I navigated to the small, tucked-away booth I had mentally bookmarked earlier. The smell of dark roast was a balm to my over-taxed cerebral cortex. I took a deep, fortifying sip. The bitter, scalding liquid was divine.

My eyes, however, weren't fixed on the coffee; they were fixed on the television screen mounted high in the corner. It was tuned to a local news channel, running a continuous, breathless loop of chaos from a nearby industrial park.

The visuals were unmistakable.

A giant, chrome-plated automaton was tearing through a warehouse district. But that wasn't the focal point. The focal point was the figure battling it: a man in blue and red, a flowing scarlet cape defying the laws of aerodynamics, whose presence alone seemed to bend reality.

The camera zoomed in, catching the perfect profile of the man as he delivered a world-shaking punch. The stylized "S" on his chest was a geometric masterpiece.

The news ticker flashed across the bottom of the screen: "METROPOLIS UNDER ATTACK: MYSTERY HERO INTERVENES."

My mental processing stopped.
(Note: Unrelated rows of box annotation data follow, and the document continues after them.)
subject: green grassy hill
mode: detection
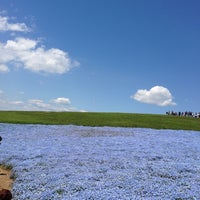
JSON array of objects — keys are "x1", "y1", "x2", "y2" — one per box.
[{"x1": 0, "y1": 111, "x2": 200, "y2": 131}]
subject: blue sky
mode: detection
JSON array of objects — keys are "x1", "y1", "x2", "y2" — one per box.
[{"x1": 0, "y1": 0, "x2": 200, "y2": 113}]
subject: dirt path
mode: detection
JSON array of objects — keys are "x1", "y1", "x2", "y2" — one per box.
[{"x1": 0, "y1": 167, "x2": 13, "y2": 190}]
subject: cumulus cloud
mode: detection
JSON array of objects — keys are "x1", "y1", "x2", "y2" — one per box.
[
  {"x1": 0, "y1": 16, "x2": 30, "y2": 32},
  {"x1": 131, "y1": 86, "x2": 176, "y2": 106},
  {"x1": 52, "y1": 97, "x2": 71, "y2": 104},
  {"x1": 0, "y1": 90, "x2": 82, "y2": 112},
  {"x1": 0, "y1": 64, "x2": 10, "y2": 73},
  {"x1": 0, "y1": 37, "x2": 79, "y2": 74},
  {"x1": 0, "y1": 13, "x2": 79, "y2": 74}
]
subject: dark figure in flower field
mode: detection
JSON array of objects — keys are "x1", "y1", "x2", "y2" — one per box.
[{"x1": 0, "y1": 189, "x2": 12, "y2": 200}]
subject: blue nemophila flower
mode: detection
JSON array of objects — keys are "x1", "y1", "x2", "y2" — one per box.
[{"x1": 0, "y1": 124, "x2": 200, "y2": 200}]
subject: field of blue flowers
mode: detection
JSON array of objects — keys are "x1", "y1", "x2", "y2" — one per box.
[{"x1": 0, "y1": 124, "x2": 200, "y2": 200}]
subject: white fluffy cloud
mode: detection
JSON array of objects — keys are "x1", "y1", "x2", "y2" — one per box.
[
  {"x1": 0, "y1": 95, "x2": 84, "y2": 112},
  {"x1": 0, "y1": 64, "x2": 10, "y2": 73},
  {"x1": 131, "y1": 86, "x2": 176, "y2": 106},
  {"x1": 0, "y1": 38, "x2": 79, "y2": 74},
  {"x1": 0, "y1": 16, "x2": 30, "y2": 32},
  {"x1": 0, "y1": 13, "x2": 79, "y2": 74},
  {"x1": 52, "y1": 97, "x2": 71, "y2": 104}
]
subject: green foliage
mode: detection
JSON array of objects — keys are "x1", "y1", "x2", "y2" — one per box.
[{"x1": 0, "y1": 111, "x2": 200, "y2": 131}]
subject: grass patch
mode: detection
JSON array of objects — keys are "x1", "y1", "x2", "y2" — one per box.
[{"x1": 0, "y1": 111, "x2": 200, "y2": 131}]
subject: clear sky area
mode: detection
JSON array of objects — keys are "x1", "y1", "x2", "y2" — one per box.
[{"x1": 0, "y1": 0, "x2": 200, "y2": 114}]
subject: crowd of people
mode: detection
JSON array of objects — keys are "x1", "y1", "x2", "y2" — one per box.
[{"x1": 166, "y1": 111, "x2": 200, "y2": 118}]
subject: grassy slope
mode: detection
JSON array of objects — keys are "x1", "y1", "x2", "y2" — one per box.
[{"x1": 0, "y1": 111, "x2": 200, "y2": 131}]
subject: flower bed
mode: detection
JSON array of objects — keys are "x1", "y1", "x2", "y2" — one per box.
[{"x1": 0, "y1": 124, "x2": 200, "y2": 200}]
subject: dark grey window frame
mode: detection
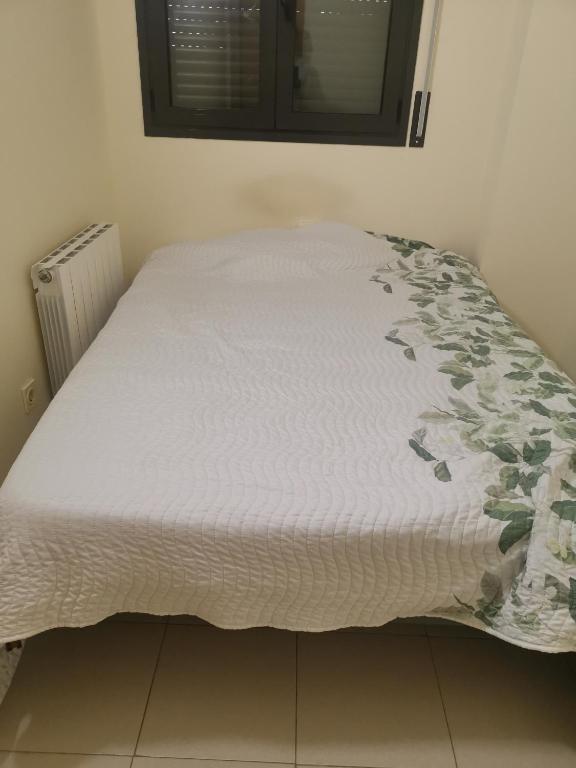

Not because of panic—that had been successfully suppressed one chapter ago but because the sheer, undeniable confirmation of my dimensional coordinates had just flashed in high-definition glory.

I stared, forgetting to sip the coffee, the mug frozen halfway to my lips. My IQ 276 had analyzed police uniforms, architectural trends, and subtle design cues to narrow the field to a superhuman reality. But seeing him, the primary, cultural linchpin of the entire superhero concept was different. It was the moment theory became painfully, physically real.

This wasn't just a world with superpowers; it was a world with Justice a capital-J concept. Which meant it was a world with Villainy, with Global Conspiracies, and worst of all, with a ridiculously rigid moral framework that someone like me would inevitably violate.

The man on screen was a walking, talking paradox of physics and righteousness, and I was sitting in a cafe barefoot in plaid pajamas.

I took a long, slow, mournful sip of my coffee, the heat barely registering against the shock. I finally muttered the one line of meta-commentary that captured the profound, magnificent absurdity of the situation.

"Well, shit. I'm in the DC Universe."